In statement, Greenpeace noted that only one among the 10 presidential aspirants in this year’s elections is “staunchly championing” the cause of climate justice.
“Climate change, especially climate justice, should be an issue for the youth in this election,” said Mark Anthony Yabis of the Better Normal Youth Movement.
“We live in a generation where climate change affects our daily lives in different ways, like it or not, as a result of decades of wrongdoings from the biggest polluters and contributors to climate change,” he said.
Various youth groups also wrote “love letters” to local and national candidates to ask them to be champions of climate action.
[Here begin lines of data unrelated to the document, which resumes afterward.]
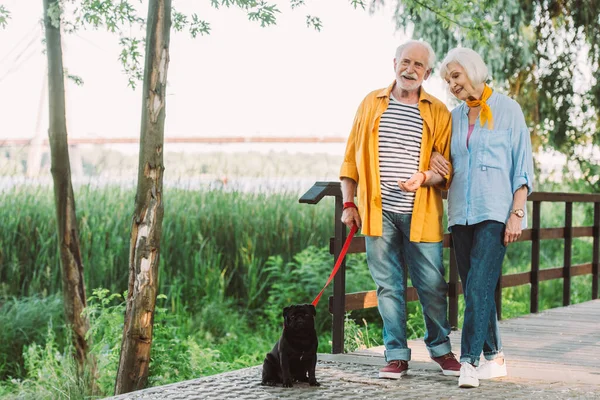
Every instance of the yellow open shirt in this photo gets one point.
(361, 163)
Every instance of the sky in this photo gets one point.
(241, 80)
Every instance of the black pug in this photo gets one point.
(295, 354)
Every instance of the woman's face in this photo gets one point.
(458, 82)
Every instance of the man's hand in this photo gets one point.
(413, 183)
(350, 217)
(513, 229)
(439, 164)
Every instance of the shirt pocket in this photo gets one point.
(494, 149)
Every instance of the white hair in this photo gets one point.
(470, 60)
(431, 58)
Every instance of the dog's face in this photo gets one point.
(299, 317)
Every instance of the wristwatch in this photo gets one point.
(518, 212)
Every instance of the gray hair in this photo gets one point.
(403, 46)
(470, 60)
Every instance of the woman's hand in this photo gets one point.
(350, 217)
(439, 164)
(513, 229)
(414, 183)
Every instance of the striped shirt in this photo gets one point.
(400, 133)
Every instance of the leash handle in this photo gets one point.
(337, 263)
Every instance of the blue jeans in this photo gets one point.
(479, 251)
(386, 256)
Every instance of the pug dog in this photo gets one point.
(294, 356)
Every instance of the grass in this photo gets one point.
(230, 262)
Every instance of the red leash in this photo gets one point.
(337, 263)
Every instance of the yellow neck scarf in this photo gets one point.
(486, 111)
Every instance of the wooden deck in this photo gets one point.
(556, 345)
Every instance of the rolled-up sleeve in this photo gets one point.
(442, 145)
(349, 168)
(522, 154)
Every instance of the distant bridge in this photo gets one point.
(183, 139)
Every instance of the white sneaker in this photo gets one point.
(490, 369)
(468, 376)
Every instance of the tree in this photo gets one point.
(68, 235)
(4, 16)
(145, 236)
(545, 54)
(148, 215)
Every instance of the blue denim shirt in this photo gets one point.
(495, 165)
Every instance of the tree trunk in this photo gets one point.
(68, 235)
(147, 220)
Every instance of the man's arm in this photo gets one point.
(350, 215)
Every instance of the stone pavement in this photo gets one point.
(358, 381)
(551, 355)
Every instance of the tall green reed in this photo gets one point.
(210, 237)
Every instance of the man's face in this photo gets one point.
(458, 82)
(412, 67)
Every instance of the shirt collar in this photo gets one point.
(387, 92)
(465, 108)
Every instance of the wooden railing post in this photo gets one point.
(534, 302)
(596, 251)
(339, 282)
(567, 253)
(453, 290)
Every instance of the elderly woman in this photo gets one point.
(493, 175)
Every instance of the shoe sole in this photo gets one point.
(449, 372)
(392, 375)
(493, 376)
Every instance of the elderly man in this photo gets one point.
(400, 204)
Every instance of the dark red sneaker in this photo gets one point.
(394, 370)
(448, 363)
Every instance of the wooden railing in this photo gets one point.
(342, 302)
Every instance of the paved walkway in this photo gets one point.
(551, 355)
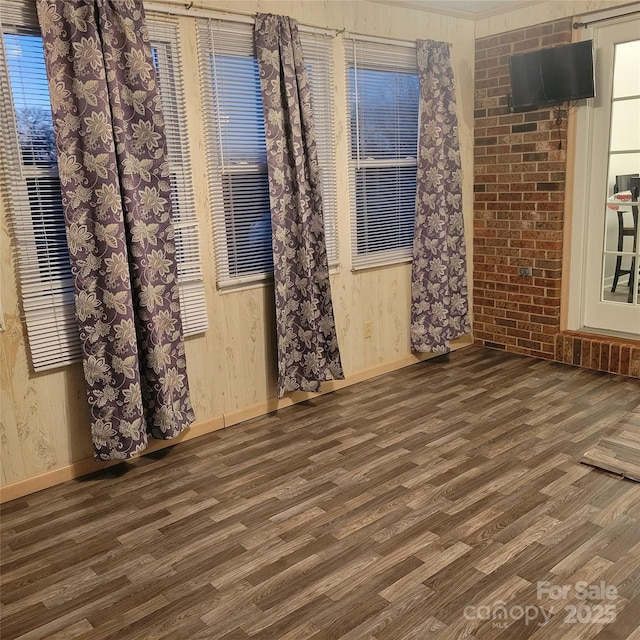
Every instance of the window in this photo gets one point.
(383, 92)
(165, 49)
(237, 151)
(31, 176)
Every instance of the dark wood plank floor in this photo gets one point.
(411, 506)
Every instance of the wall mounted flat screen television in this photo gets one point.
(552, 76)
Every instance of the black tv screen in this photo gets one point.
(551, 76)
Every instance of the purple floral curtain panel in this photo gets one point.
(308, 351)
(439, 297)
(116, 196)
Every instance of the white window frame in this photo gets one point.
(47, 292)
(235, 38)
(372, 54)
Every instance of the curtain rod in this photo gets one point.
(579, 25)
(370, 38)
(225, 14)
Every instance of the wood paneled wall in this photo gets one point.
(44, 428)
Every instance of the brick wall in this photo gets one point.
(519, 201)
(519, 196)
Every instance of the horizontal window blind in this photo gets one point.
(236, 146)
(236, 151)
(165, 48)
(383, 93)
(31, 177)
(318, 57)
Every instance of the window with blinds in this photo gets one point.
(237, 151)
(383, 95)
(31, 178)
(165, 51)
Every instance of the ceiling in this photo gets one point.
(464, 8)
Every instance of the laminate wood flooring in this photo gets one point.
(445, 500)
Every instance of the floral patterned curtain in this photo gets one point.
(116, 197)
(439, 297)
(307, 343)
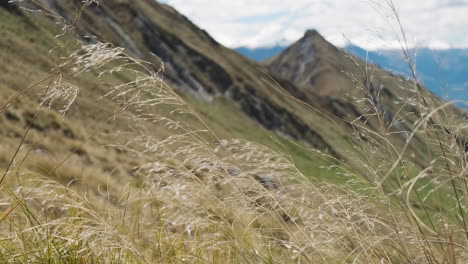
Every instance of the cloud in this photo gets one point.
(367, 23)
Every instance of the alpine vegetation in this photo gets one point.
(149, 179)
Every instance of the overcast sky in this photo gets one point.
(367, 23)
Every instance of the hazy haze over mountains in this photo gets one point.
(442, 71)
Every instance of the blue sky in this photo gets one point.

The letters will be delivered to the candidates to see how they will reply.
Together with the youth, Greenpeace is calling on presidential aspirants to stand up for climate justice by “acknowledging how the burden of climate impacts — loss of lives, homes, livelihoods — are borne by those least responsible for the climate crisis;” and “calling on big polluters — fossil fuel companies and developed nations — to be accountable for their role in fueling the emergency, and to fulfill their obligations to those who are impacted.”
“Climate issues affect all of us, regardless of our affiliations, where we are, or whatever sector we are in,” said youth leader Joanna Sustento.
“We are in a state of emergency, and yet most of our candidates don’t even seem concerned about the climate,” said Bonifacio of YACAP.
“Our next set of leaders need to put climate and the environment on the agenda, and start talking about what we can do to adapt to and mitigate climate change,” he said.